Carol Reed's 15th feature was his first entirely personal project and the contrast with anything that had gone before immediately struck contemporary critics and audiences, who were somewhat taken aback by the fact that he had chosen to produce such an anti-heroic story about a divided part of the triumphant nation so soon after the Second World War. Belfast is never identified by name and Johnny McQueen's political allegiance is downplayed as much as possible. But few were in any doubt that Reed had made a sympathetic (not to say quasi-religious) character out of an IRA gunman, while demonising his neighbours on either side of the sectarian divide.
James Mason gives one of his finest performances as the outsider who doesn't seem to fit anywhere, yet whose name is on everyone's lips - whether it's kids recreating his bungled raid; the police on his tail; Fr Tom (W.G. Fay), the priest who is only interested in saving his soul; Pat and Nolan (Cyril Cusack and Dan O'Herlihy), the comrades who are desperate to locate him; Lukey, the artist desirous of capturing his death throes on canvas; Shell, the derelict who would sell him to the highest bidder, or the women who either offer Johnny solace (loyal sweetheart Kathleen Ryan and compassionate housewife Fay Compton) or betray him (tart without a heart, Beryl Measor).
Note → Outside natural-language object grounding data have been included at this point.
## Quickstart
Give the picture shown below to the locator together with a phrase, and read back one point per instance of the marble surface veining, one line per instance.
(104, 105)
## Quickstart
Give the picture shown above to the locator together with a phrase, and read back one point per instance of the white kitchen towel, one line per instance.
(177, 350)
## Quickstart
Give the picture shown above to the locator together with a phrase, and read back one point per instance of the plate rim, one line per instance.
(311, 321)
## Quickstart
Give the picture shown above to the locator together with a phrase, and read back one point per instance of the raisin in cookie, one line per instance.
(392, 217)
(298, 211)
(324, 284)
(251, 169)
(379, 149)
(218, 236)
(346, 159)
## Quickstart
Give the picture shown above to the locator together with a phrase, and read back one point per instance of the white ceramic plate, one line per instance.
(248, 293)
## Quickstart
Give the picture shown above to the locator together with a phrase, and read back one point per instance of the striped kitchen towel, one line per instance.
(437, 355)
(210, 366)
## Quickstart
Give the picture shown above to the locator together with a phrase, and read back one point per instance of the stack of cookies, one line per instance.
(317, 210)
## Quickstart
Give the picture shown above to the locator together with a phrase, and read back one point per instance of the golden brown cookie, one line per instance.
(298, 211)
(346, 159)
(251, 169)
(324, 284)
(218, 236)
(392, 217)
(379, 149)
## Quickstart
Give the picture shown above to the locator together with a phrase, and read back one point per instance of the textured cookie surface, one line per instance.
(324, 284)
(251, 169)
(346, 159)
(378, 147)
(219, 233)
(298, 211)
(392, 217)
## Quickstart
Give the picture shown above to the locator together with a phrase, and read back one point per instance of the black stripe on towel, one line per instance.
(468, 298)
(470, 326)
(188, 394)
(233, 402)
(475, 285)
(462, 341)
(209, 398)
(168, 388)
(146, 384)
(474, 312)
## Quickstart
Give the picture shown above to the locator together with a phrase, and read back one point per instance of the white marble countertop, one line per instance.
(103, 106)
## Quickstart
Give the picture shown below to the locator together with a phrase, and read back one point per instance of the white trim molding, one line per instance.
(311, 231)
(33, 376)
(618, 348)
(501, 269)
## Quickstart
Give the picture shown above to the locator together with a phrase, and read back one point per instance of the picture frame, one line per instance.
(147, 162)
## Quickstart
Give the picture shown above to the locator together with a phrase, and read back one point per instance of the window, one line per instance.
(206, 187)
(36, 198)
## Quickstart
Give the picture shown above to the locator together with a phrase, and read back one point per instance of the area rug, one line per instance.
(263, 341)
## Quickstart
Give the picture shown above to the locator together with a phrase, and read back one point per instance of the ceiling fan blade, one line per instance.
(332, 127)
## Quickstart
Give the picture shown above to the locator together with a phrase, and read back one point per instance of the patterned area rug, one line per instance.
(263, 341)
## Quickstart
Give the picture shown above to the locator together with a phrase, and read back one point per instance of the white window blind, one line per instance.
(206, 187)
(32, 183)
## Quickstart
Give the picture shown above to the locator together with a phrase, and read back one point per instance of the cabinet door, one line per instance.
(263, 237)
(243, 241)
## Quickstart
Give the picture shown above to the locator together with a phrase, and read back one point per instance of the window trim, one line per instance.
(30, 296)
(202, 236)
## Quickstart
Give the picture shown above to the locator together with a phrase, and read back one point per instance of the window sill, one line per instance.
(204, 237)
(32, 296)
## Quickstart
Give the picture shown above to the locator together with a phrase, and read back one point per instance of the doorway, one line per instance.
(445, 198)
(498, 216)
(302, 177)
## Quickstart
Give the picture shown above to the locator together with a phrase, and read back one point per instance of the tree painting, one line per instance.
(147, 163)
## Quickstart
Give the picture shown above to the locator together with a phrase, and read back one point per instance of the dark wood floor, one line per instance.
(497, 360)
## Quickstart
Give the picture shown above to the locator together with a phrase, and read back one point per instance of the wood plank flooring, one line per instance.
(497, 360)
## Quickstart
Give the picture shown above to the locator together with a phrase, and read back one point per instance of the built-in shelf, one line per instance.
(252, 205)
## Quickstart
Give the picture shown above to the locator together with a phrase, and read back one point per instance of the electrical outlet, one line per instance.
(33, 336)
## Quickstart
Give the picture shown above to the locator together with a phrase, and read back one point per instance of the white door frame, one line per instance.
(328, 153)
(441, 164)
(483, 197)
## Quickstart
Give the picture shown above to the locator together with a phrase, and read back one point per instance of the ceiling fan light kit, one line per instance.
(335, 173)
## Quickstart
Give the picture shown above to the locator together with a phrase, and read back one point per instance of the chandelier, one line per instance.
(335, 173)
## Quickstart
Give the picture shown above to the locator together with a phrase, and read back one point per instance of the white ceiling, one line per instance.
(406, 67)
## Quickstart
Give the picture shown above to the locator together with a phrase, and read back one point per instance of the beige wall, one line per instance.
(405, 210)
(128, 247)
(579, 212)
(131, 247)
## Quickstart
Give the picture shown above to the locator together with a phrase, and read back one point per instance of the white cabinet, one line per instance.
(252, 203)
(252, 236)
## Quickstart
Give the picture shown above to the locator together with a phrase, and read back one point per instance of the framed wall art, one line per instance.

Adapted by R.C. Sherriff and F.L. Green from the latter's novel, the story of a killer's desperate bid to avoid capture, despite knowing that he will die unless his wounds are treated, is as suspenseful as anything that Alfred Hitchcock produced during his British career. But, Robert Krasker's brooding monochrome photography (which anticipated the even more canted dislocations he would achieve in The Third Man) and Roger Furse and Ralph Binton's studio realist sets more readily recall the humane pessimism of such bleakly poetic Marcel Carné dramas as Quai des Brumes and Le Jour Se Lève in which Jean Gabin played tormented fugitives seeking refuge within Alexandre Trauner's atmospheric backstreet locales.